UKIAH, 4/14/22 — Leslie Adelman, the 69-year-old man charged with murder in the death of James Anderegg in a Ukiah parking lot last month, refused to appear in court this morning to enter his plea, claiming he has not met with his attorney — despite being in custody for more than two weeks.
“He said, ‘Fuck you, I haven’t seen my lawyer,’” a courthouse deputy explained for the record when Judge Keith Faulder asked what happened.
Adelman’s attorney Eric Dumars, with the alternate defender’s office, disputed his client’s claim in court and again in a phone call with The Mendocino Voice. The Voice has also requested access to records of Adelman’s visitors and phone calls at the Mendocino County Jail for more information.
Ukiah police allege that Adelman was walking away from Anderegg with a knife in his hand when officers got to the Wells Fargo on South State Street around 10 a.m. on Sunday, March 27. Anderegg died at the scene and Adelman has been in custody ever since.
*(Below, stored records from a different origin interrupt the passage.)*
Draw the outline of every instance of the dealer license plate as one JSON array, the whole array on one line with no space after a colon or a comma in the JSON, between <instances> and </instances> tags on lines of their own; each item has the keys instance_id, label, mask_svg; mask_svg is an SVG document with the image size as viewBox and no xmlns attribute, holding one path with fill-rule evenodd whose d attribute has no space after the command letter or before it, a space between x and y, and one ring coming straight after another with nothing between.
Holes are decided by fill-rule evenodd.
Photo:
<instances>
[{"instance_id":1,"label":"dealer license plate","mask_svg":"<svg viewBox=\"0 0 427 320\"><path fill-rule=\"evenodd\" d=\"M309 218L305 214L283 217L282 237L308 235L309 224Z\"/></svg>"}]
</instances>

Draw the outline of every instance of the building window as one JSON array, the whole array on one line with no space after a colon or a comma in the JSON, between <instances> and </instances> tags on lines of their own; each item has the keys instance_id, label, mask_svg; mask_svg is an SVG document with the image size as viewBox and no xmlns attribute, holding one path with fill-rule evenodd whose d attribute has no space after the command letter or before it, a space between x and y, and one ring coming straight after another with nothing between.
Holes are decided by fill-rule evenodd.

Investigators say it was some kind of dispute over stolen property, and dispatch logs show Anderegg was arrested nearby on suspicion of robbery two weeks earlier. The robbery charges appear to have been dropped, and Anderegg was released from jail on March 22.
Criminal defendants have a right to counsel (among other things) under the Sixth Amendment to the U.S. Constitution — but some defendants get better counsel than others. Or more of it, at least.
The public defender and the alternate defender, which represents the accused when the public defender cannot, are often saddled with Herculean caseloads through no fault of their own. Technical restraints imposed by video conferencing in court have further constrained the ability of court appointed attorneys to converse with their clients off record. In Adelmans’ case, those factors have raised apparent questions about whether the defendant’s Sixth Amendment rights are being respected by the court. If not, the fix is likely to involve more money for more court-appointed lawyers and more communication with their clients.
Judge Faulder rescheduled Adelman’s plea entry for 9 a.m. April 21, and he’s been ordered to appear for that hearing. It remains to be seen whether Adelman’s concerns about adequate representation can be addressed in the next seven days, or whether the defendant will consent to attending his next hearing. It is not unusual for defendants to refuse to appear in court, but that frequently results in the issuance of arrest warrants, and Adelman is already in jail. Today’s situation in court could be accurately described as unusual.